Сходно с Джойсом видит судьбу классической телеологии Кафка, надо сказать, не завершивший ни один из своих романов. Его Йозеф К., в известном смысле (на него намекает притча о привратнике Закона в «Процессе»), жертва культуры, жертва восхождения по ступеням традиции. Из страха быть «самим собой» (т.е. не собой, на языке Кафки) Йозеф К. из действующего лица «романа воспитания», из «марионетки», подчиняющейся законам моралите под названием «Имярек», соглашается быть исполнителем неведомой трагической роли и добровольно гибнет на подмостках неведомого ему театра. Аллегория, присоединение, центростремительная история (воплощение несвободы, подобно Великой Китайской стене, машине для наказаний в исправительной колонии, замку, американскому отелю) становятся у Кафки обозначением вины, незрячести, готового слова — центробежности.

И Джойс, и Кафка доводят до логического завершения литературные искания XIX в. и естественным образом принадлежат к нему как эпохе, проблематизировавшей неклассичность. Как «Улисс», так и «Процесс» создают драматический портрет неклассичности. Вернее, она дана не в виде готового итога, а в качестве философии отречения. Вот, площадка расчищена, и теперь Икар способен взлететь или, как это видится Ницше, спуститься с горы.

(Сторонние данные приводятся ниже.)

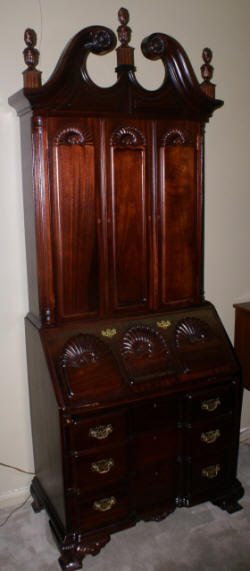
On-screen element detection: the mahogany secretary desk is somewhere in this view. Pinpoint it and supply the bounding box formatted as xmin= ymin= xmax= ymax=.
xmin=9 ymin=8 xmax=244 ymax=570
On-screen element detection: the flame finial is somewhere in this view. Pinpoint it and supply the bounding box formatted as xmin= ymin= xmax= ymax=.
xmin=116 ymin=7 xmax=135 ymax=72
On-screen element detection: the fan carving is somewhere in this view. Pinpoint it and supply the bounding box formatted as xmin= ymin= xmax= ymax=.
xmin=60 ymin=334 xmax=109 ymax=368
xmin=121 ymin=326 xmax=168 ymax=360
xmin=161 ymin=129 xmax=186 ymax=146
xmin=176 ymin=318 xmax=212 ymax=348
xmin=55 ymin=127 xmax=93 ymax=146
xmin=111 ymin=127 xmax=145 ymax=147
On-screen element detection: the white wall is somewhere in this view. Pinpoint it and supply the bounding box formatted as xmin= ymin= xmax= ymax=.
xmin=1 ymin=0 xmax=250 ymax=504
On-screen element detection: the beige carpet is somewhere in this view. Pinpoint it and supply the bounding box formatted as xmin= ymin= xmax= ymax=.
xmin=0 ymin=442 xmax=250 ymax=571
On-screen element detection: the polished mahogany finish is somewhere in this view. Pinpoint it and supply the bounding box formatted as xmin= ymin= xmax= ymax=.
xmin=9 ymin=8 xmax=243 ymax=570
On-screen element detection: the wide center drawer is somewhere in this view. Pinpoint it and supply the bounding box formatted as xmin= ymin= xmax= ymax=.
xmin=131 ymin=427 xmax=178 ymax=468
xmin=131 ymin=394 xmax=178 ymax=433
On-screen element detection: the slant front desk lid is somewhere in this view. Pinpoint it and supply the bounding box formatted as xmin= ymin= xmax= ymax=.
xmin=39 ymin=303 xmax=238 ymax=410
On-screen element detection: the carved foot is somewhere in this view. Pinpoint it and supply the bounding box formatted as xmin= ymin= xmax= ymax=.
xmin=58 ymin=533 xmax=111 ymax=570
xmin=211 ymin=479 xmax=244 ymax=514
xmin=30 ymin=477 xmax=45 ymax=513
xmin=58 ymin=554 xmax=82 ymax=571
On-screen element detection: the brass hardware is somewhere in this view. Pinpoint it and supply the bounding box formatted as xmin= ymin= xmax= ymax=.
xmin=201 ymin=464 xmax=221 ymax=479
xmin=65 ymin=418 xmax=71 ymax=425
xmin=156 ymin=320 xmax=172 ymax=329
xmin=201 ymin=397 xmax=221 ymax=412
xmin=101 ymin=328 xmax=117 ymax=338
xmin=93 ymin=496 xmax=116 ymax=512
xmin=91 ymin=458 xmax=114 ymax=474
xmin=201 ymin=429 xmax=221 ymax=445
xmin=89 ymin=424 xmax=113 ymax=440
xmin=82 ymin=402 xmax=100 ymax=408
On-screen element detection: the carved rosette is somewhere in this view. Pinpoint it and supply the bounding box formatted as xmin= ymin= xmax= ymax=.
xmin=55 ymin=127 xmax=93 ymax=146
xmin=176 ymin=318 xmax=212 ymax=348
xmin=161 ymin=129 xmax=187 ymax=146
xmin=89 ymin=30 xmax=114 ymax=53
xmin=59 ymin=334 xmax=109 ymax=368
xmin=121 ymin=325 xmax=168 ymax=360
xmin=143 ymin=35 xmax=165 ymax=58
xmin=111 ymin=126 xmax=145 ymax=147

Лирика Малларме суггестирует эту инаковость, знакомую поэту экзистенциально (переживаемую в молчании, как молчание, как страх молчания), — не столько не доведенную до слова, сколько в принципе лишающую смысла поэтическое делание. Вера в бытие поэзии перевешивается трагической уверенностью в случайности слова, закипающего барашками волн над океаном материи, а затем рассеивающегося. Вполне реальны только фигура отсутствия, или «великое ничто» (о нем говорил и Бодлер), просвечивающее сквозь вещи, но тем не менее придающее им форму. В «Послеполуденном сне фавна» Малларме иронизирует над поэтом, поэтизмами, поэтической философией «вечных вопросов» поэзии, освобождая место для целомудрия пустоты — порывов ветра, по случаю становящегося в камышах музыкой, произведением молчания. Трагическая ирония Малларме, блоковский плач ребенка у Царских врат понятны. Сказать — значит погибнуть, значит «не вернуться назад»... Интенсификация поэтической «ярости» решение каждой новой поэтической задачи делает все более неисполнимой. Пуризму поэта и его жажде совершенства все труднее бороться с механическими и творческими «шумами», чтобы довести свой личный символ (свое поэтическое «я», время как поэзию), имеющий только и только поэтическое достоинство, до ритма и его вещного рисунка (этюда, импрессии).